[tarantool-patches] Re: [PATCH 4/9] sql: introduce type boolean

Tue Apr 23 22:58:26 MSK 2019

>> diff --git a/src/box/sql/expr.c b/src/box/sql/expr.c
>> index 6b38e8e66..d70b64c45 100644
>> --- a/src/box/sql/expr.c
>> +++ b/src/box/sql/expr.c
>> @@ -3775,7 +3766,7 @@ sqlExprCodeTarget(Parse * pParse, Expr * pExpr, int target)
>>                }
>>        case TK_TRUE:
>>        case TK_FALSE: {
>> -                       vdbe_emit_bool(pParse->pVdbe, pExpr, target);
>> +                       sqlVdbeAddOp2(v, OP_Bool, op == TK_TRUE, target);
>>                        return target;
>>                }
>> 
>>> 6. I see, that all other 'case's set pExpr->type. Why don't you
>>> do it here?
>> 
>> It is required only for non-constant values. For literals it is assigned
>> in parse.y spanExpr().
> 
> 1. Then why case TK_INTEGER sets 'pExpr->type = FIELD_TYPE_INTEGER',
> TK_STRING sets 'pExpr->type = FIELD_TYPE_STRING;', TK_BLOB sets
> 'pExpr->type = FIELD_TYPE_SCALAR;' - I see all of them being set in
> parse.y.

Those are literals, so as I said above, their types are assigned
right during parsing. If you are asking “why do we need to do so?”,
then answer is “they are leaf nodes and it is most appropriate
moment to do so”.

> On the contrary, there are places which create a new Expr, and
> does not set type even in parse.y. For example:
> 
>    1240: A.pExpr = sql_expr_new_dequoted(pParse->db, TK_INTEGER, &sqlIntTokens[N]);

Speaking of this particular example, yes, it was buggy place.
I’ve fixed it in "sql: make predicates accept and return boolean" patch

> Here the expr is created and spanExpr() is not used. How does it
> work?
> 
>>> 8. Looking at all these type comparison prohibitions I am getting
>>> afraid of how will we select from SCALAR columns?
>>> 
>>> A schema:
>>> 
>>>   box.execute('CREATE TABLE t (id INTEGER PRIMARY KEY, a SCALAR UNIQUE);')
>>>   box.execute("INSERT INTO t VALUES (1, 1), (2, true), (3, false), (4, 'str')")
>>> 
>>> SQL select:
>>> 
>>>> box.execute('SELECT * FROM t WHERE a > 1')
>>>   ---
>>>   - error: 'Type mismatch: can not convert INTEGER to boolean'
>>>   ...
>>> 
>>> The same Lua select:
>>> 
>>>> box.space.T.index[1]:select({1}, {iterator = 'GT'})
>>>   ---
>>>   - - [4, 'str']
>>>   ...
>>> 
>>> In fact, now we can not use SCALAR in SQL for any comparisons
>>> because it will raise type mismatch on literally everything.
>>> 
>>> What are we going to do with it?

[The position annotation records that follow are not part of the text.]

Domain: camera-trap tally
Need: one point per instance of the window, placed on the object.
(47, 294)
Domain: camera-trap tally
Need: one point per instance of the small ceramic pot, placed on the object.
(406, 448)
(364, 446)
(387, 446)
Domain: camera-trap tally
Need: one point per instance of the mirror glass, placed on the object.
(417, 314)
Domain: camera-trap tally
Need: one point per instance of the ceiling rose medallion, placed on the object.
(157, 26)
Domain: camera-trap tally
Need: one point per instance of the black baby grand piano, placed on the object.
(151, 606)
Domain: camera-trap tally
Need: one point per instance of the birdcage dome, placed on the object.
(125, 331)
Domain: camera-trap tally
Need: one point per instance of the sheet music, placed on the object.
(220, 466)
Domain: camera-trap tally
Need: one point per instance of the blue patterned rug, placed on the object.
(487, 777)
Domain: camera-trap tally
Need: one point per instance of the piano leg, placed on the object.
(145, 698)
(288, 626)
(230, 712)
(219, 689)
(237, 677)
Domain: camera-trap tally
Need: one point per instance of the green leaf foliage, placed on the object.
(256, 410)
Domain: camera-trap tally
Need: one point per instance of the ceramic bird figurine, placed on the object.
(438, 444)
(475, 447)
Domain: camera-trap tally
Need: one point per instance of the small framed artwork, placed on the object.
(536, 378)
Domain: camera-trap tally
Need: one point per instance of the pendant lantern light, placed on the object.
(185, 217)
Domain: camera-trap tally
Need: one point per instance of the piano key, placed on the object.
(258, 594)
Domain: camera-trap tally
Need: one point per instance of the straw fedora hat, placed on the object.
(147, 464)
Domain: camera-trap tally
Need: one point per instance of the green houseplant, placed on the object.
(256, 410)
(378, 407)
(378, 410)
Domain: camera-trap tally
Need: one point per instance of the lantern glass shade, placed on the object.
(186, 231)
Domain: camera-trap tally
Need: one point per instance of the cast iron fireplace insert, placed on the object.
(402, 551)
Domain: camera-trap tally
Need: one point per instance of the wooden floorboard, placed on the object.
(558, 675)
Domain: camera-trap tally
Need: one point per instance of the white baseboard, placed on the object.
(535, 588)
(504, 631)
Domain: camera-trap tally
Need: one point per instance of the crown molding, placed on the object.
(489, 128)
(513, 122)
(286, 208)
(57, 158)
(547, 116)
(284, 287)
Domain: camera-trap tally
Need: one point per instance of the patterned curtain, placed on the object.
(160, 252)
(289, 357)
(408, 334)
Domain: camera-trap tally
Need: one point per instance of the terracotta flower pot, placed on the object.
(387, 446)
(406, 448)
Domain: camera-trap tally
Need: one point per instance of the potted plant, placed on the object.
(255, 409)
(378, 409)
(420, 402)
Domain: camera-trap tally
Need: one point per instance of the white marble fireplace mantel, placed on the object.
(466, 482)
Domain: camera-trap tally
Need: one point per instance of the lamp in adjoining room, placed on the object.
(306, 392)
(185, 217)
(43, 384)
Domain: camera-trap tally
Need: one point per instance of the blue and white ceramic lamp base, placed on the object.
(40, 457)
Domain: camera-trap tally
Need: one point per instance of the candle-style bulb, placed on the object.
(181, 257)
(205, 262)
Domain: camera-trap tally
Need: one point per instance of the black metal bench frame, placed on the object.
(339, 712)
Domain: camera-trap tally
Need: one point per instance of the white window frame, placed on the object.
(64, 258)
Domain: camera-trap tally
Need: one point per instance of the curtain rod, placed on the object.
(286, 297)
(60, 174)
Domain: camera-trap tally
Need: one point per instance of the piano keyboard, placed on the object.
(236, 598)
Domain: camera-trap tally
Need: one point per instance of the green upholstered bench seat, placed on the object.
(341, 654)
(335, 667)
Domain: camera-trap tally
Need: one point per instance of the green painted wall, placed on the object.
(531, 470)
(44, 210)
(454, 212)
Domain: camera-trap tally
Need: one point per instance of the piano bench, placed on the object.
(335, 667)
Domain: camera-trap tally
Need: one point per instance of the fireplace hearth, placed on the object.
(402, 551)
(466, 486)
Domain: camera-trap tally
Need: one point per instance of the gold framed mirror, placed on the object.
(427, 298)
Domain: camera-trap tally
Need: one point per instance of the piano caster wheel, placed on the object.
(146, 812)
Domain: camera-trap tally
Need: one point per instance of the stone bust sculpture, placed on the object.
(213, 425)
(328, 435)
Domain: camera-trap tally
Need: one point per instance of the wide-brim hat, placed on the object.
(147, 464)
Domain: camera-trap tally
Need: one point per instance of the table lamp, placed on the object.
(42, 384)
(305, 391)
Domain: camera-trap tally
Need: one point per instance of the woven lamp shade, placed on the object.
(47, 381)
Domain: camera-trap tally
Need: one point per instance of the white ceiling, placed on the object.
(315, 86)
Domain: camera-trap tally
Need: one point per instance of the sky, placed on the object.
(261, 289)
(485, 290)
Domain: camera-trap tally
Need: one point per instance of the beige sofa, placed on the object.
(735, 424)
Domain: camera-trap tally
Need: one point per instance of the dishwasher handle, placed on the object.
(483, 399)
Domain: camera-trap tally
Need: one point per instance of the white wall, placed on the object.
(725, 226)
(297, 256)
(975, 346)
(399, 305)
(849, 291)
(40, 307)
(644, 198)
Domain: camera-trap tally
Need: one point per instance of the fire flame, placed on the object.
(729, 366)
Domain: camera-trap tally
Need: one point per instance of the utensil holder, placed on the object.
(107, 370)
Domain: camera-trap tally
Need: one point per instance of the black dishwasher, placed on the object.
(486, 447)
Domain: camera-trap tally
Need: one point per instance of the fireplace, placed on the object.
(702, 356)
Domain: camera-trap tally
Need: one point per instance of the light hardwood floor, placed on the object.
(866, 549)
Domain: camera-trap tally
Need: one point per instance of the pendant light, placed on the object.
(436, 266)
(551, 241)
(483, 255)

IMO, we could add a flag like
>>> 'is_scalar' to struct Mem in its flags section, which would allow
>>> to compare this value with anything.
>> 
>> Konstantin suggested to extend struct Mem with field_type,
>> which is going to substitute this flag.
>> 
>>> Looks crutchy though. And is
>>> not a part of this issue of course, but should be filed into the
>>> issue list.
>>> 
>>> I see a similar issue https://github.com/tarantool/tarantool/issues/4124.
>>> Probably, it is worth extending it instead of opening new.
>> 
>> I consider this as a trade-off of using scalar: users shouldn’t use this
>> type until they are really have to. Nevertheless, they still can use CAST
>> operator and switch case, or write their own lua-function converting values
>> to required type.
> 
> 2. Users may have good designed schema and work in each request with only
> one type in such a column, but still they will get errors just because
> the iterator can not walk to the needed tree node. Lets modify my example:
> 
>    SELECT * FROM t WHERE a = 1;
> 
> This request implicitly says that it will work with numbers only, but
> somehow its success depends on the content of the space, not even
> related to '1' value. In a nutshell it means that insertion of something
> into a space can break existing requests not related to the inserted
> data. It is weird. Such scalar type would be useless.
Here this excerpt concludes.